AmericaSpeaks TheVoiceOfJoyce What happens to our food production and supply chains when there’s record heat in Asia? Temperatures are now surpassing our ability to survive. Kids in the Philippines are becoming dehydrated and hospitalized. Crops are failing, the water in the Himalayan mountains are drying . El Niño has arrived and will cause temperatures to rise further. Why isn’t Global leadership alarmed? Why isn’t the US treating climate change as an emergency? At the Climate Conference, I recently attended, scientists believed not enough attention is focused on energy sustainability? Lithium recycling? Capping and preventing methane leaks? We know when we set out to reclaim our Earth, we’re successful. When it rains build cisterns to trap the water. Learn from Indian farmers and harvest all the water you can, when you can.

www.theguardian.com/environment/2023/apr/27/endless-record-heat-asia-highest-april-temperatures

Globally, 2022 ranked as one of the hottest years on recorded, and the past eight years were collectively the hottest documented by modern science. It is believed that a return of the El Niño weather phenomenon this year will cause temperatures to rise even further.

“The poorest of the poor are going to [suffer] the most. Especially, it is devastating for the farming community, the people who are dependent on agriculture or fishing,” said Dr Fahad Saeed, regional lead for South Asia and the Middle East at Climate Analytics, a climate science policy institute.

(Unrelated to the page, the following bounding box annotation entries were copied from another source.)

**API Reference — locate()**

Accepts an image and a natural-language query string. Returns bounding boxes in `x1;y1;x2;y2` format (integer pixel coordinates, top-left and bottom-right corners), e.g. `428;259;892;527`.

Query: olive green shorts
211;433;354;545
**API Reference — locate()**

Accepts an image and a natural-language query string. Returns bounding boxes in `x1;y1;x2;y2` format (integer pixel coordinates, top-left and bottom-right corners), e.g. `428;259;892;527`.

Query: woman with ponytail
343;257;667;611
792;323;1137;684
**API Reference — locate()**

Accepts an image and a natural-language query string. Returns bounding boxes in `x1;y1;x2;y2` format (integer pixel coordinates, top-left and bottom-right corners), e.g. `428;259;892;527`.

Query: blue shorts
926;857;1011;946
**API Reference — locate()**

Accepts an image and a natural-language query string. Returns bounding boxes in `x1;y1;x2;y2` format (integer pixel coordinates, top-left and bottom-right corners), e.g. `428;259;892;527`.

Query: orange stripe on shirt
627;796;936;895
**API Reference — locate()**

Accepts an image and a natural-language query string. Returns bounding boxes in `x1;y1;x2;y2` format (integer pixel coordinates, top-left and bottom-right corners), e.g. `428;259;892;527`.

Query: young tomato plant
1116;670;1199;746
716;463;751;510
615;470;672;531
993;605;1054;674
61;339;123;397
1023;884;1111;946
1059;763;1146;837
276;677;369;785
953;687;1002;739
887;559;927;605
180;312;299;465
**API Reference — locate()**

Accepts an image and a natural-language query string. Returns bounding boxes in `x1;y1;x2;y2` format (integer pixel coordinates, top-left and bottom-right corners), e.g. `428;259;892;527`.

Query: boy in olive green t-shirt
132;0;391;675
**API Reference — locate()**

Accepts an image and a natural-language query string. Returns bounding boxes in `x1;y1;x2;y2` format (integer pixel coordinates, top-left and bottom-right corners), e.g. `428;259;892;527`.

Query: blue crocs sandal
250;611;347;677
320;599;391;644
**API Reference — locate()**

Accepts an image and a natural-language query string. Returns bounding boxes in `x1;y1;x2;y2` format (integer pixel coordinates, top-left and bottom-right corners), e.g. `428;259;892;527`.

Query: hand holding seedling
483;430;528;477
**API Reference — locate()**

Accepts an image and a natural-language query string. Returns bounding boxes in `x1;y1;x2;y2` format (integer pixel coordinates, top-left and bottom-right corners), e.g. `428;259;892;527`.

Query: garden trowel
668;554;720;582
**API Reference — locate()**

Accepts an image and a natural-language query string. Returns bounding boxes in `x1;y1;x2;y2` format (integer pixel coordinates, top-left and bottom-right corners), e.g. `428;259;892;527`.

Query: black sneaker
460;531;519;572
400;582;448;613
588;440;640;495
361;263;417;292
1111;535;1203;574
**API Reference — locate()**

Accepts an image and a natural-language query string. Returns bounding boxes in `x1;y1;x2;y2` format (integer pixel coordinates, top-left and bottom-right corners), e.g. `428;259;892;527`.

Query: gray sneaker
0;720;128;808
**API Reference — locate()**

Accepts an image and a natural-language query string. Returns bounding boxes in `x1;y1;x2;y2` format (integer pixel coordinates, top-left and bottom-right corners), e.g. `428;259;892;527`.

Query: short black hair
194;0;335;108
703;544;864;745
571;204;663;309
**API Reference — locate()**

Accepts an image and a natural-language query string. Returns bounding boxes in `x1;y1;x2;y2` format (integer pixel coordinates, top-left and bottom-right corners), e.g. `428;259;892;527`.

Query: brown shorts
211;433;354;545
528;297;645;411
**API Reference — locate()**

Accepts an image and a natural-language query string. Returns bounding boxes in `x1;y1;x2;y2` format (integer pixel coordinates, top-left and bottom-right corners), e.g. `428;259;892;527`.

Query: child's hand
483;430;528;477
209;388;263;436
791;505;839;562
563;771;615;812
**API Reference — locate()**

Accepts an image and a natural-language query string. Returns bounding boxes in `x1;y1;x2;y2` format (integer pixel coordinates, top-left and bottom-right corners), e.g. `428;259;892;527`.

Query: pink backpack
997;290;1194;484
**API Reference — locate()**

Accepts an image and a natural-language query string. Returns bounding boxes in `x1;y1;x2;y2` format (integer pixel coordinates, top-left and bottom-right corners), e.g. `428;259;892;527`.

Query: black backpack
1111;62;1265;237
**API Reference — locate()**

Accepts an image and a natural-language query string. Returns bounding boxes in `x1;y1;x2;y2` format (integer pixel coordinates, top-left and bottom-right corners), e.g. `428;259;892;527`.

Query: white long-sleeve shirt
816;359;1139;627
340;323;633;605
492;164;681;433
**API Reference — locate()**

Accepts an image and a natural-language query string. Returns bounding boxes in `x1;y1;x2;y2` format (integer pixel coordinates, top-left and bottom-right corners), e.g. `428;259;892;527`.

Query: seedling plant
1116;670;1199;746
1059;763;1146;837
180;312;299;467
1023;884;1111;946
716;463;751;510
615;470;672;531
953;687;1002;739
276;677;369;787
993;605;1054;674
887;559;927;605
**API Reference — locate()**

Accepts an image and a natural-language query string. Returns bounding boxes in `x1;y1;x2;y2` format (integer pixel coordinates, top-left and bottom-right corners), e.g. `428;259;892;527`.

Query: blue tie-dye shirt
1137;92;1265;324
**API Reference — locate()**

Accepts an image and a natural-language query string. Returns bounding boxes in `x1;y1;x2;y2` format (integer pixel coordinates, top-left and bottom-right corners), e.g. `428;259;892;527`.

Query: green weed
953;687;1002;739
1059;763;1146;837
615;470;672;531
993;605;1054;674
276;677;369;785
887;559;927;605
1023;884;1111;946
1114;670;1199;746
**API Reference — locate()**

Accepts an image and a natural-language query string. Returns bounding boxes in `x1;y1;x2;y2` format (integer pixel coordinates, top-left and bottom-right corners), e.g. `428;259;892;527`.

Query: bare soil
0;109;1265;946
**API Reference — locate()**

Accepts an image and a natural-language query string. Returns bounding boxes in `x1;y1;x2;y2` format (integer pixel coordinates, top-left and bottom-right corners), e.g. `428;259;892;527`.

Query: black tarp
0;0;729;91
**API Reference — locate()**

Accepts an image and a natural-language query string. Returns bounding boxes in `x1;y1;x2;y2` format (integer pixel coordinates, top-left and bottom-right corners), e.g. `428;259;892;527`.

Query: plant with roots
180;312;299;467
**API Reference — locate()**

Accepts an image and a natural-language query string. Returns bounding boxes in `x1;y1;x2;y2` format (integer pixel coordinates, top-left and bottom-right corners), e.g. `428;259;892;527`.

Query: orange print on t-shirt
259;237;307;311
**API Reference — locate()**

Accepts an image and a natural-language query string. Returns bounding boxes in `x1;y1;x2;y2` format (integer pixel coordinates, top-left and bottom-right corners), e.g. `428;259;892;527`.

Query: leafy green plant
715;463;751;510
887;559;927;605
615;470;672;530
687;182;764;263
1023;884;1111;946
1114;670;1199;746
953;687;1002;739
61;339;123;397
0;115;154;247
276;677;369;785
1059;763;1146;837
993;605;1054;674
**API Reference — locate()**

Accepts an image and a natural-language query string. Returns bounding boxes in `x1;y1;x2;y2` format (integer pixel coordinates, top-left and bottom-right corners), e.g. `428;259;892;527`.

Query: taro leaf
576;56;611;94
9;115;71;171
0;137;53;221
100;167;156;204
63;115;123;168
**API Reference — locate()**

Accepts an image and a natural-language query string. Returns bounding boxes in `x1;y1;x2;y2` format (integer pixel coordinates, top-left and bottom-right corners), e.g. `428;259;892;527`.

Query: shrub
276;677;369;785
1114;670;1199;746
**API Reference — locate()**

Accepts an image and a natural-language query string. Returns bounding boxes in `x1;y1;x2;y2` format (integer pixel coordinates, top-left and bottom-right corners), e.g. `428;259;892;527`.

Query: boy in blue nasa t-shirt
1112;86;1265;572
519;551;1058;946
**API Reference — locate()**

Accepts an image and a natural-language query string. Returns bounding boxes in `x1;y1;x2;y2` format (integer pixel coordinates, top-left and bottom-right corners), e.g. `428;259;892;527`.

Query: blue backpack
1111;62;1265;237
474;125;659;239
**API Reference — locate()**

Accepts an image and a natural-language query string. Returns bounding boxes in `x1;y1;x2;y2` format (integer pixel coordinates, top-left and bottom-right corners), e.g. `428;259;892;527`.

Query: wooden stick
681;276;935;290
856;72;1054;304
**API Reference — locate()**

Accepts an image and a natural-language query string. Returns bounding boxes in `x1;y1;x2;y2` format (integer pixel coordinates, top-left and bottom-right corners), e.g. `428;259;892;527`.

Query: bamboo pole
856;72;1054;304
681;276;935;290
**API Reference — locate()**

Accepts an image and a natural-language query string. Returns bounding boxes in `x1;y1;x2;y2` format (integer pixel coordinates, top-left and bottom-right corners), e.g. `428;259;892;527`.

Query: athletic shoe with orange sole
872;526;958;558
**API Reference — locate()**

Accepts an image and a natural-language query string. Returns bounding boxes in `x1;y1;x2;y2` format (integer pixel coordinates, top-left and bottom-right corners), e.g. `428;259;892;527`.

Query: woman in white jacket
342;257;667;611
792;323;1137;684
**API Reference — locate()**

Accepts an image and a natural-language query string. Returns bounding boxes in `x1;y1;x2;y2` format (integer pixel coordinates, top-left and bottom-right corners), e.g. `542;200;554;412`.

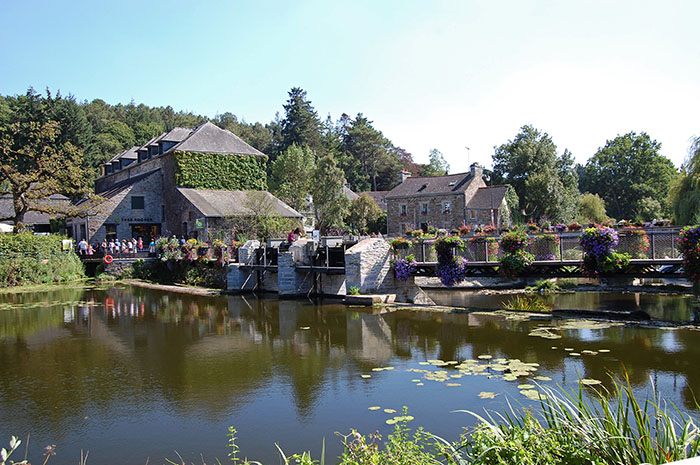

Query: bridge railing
398;229;680;263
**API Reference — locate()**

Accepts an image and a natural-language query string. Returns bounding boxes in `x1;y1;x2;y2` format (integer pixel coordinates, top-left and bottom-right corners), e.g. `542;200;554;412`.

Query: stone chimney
469;162;484;179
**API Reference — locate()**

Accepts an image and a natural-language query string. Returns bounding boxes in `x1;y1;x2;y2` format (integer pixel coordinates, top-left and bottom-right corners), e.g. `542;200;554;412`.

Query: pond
0;286;700;465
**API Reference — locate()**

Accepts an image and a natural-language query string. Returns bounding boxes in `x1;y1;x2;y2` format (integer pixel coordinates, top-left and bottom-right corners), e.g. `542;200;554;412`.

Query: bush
0;233;85;287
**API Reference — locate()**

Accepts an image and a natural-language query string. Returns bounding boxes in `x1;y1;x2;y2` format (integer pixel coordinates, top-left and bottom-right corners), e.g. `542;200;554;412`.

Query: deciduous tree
581;132;678;220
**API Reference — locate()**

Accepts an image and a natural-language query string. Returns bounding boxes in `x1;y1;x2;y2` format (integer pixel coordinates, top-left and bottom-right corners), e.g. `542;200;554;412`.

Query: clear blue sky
0;0;700;172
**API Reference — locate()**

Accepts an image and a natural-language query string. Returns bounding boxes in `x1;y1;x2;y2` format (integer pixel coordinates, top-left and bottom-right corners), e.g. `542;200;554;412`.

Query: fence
399;229;680;263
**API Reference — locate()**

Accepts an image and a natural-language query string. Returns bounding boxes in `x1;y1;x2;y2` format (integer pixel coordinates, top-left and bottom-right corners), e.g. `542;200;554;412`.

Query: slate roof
177;187;302;218
91;168;160;196
385;172;473;199
363;191;389;211
0;190;70;224
160;128;192;142
165;121;265;156
467;186;508;210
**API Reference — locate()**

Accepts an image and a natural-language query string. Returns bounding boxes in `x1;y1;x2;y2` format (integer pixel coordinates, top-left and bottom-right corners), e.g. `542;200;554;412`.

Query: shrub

“The heat is not foreign to this part of land,” he said, but added that temperatures were rising beyond the limits of people’s adaptability.

In Bangladesh, temperatures rose above 40C in the capital, Dhaka, earlier this month, marking the hottest day in 58 years and causing road surfaces to melt.

The International Centre for Integrated Mountain Development (Icimod), an intergovernmental group, has raised particular concern about the impact of global heating on the Hindu Kush Himalaya region.

The region holds the third largest body of frozen water in the world, and is warming at double the global average, according to the Icimod. “In the most optimistic scenario, limiting global warming to 1.5C, the region stands to lose one third of its glaciers by 2100 – creating huge risk to mountain communities, ecosystems and nature and the quarter of humanity downstream,” said Deepshikha Sharma, a Climate and Environment Specialist at Icimod.